Stocks wavered Friday, as investors digested comments from Federal Reserve Chair Jerome Powell signaling future interest-rate increases and continued to monitor the wave of corporate earnings.
Futures for the Dow Jones Industrial Average were down 30 points, or 0.1%, after the index fell 368 points on Friday to close at 34,792. S&P 500 futures signaled a start 0.1% into the red with the tech-focused Nasdaq poised to slip 0.1%. The S&P 500 and Nasdaq ended down 1.5% and 2.1% on Thursday, respectively.
Overseas, the pan-European Stoxx 600 fell 0.8% and Tokyo’s Nikkei 225 retreated 1.6%.
The prospect of many interest-rate increases from the Federal Reserve this year and next and a reduction in the central bank’s bondholdings remains a key pressure for stocks, as the Fed readies to fight historically high inflation with tighter monetary policy.
Remarks from Powell late Thursday indicated that the Fed would likely raise interest rates by a sizable half-point in May.

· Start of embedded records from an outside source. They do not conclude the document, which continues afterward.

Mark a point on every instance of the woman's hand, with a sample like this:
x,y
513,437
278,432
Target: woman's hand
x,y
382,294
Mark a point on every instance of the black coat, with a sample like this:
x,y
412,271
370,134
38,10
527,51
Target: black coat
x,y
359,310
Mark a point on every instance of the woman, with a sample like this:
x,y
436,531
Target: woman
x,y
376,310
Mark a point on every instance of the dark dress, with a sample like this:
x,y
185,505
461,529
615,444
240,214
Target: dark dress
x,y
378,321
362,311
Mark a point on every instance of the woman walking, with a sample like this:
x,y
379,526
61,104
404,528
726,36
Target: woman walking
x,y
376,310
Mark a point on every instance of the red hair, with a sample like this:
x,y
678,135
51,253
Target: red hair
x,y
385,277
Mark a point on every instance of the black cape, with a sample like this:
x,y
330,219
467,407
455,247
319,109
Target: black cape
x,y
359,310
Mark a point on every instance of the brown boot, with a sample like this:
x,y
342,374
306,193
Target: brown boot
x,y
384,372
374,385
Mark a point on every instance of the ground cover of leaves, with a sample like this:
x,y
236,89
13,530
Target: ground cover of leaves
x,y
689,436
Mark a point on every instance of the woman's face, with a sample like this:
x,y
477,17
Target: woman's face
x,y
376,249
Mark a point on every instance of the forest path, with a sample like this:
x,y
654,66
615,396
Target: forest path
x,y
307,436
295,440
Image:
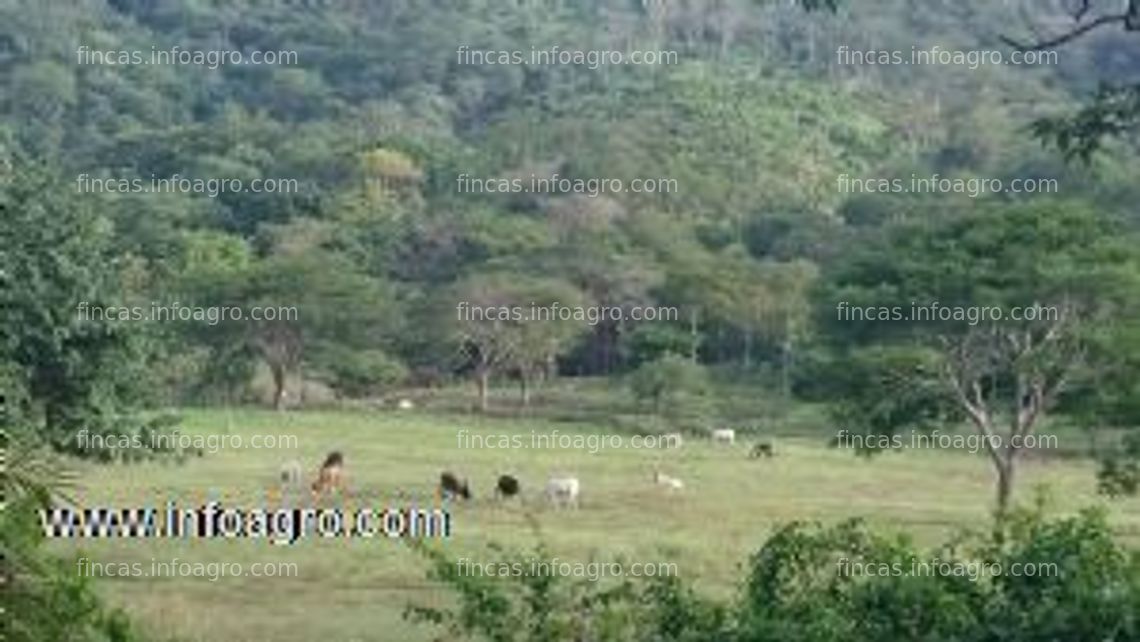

“With the Fed’s May [Federal Open Market Committee meeting] communications blackout set to start tomorrow, Powell stayed true to the recent Fed line, saying many FOMC participants favored one or more +50 basis-point moves, noting that it would be appropriate to move relatively quickly, and that he wanted to get policy rates to neutral,” said Jim Reid, a strategist at Deutsche Bank.
These comments helped weigh on stocks Thursday and saw bond yields climb higher, to new multiyear highs. The yield on the benchmark 10-year U.S. Treasury note climbed above 2.94% on Friday.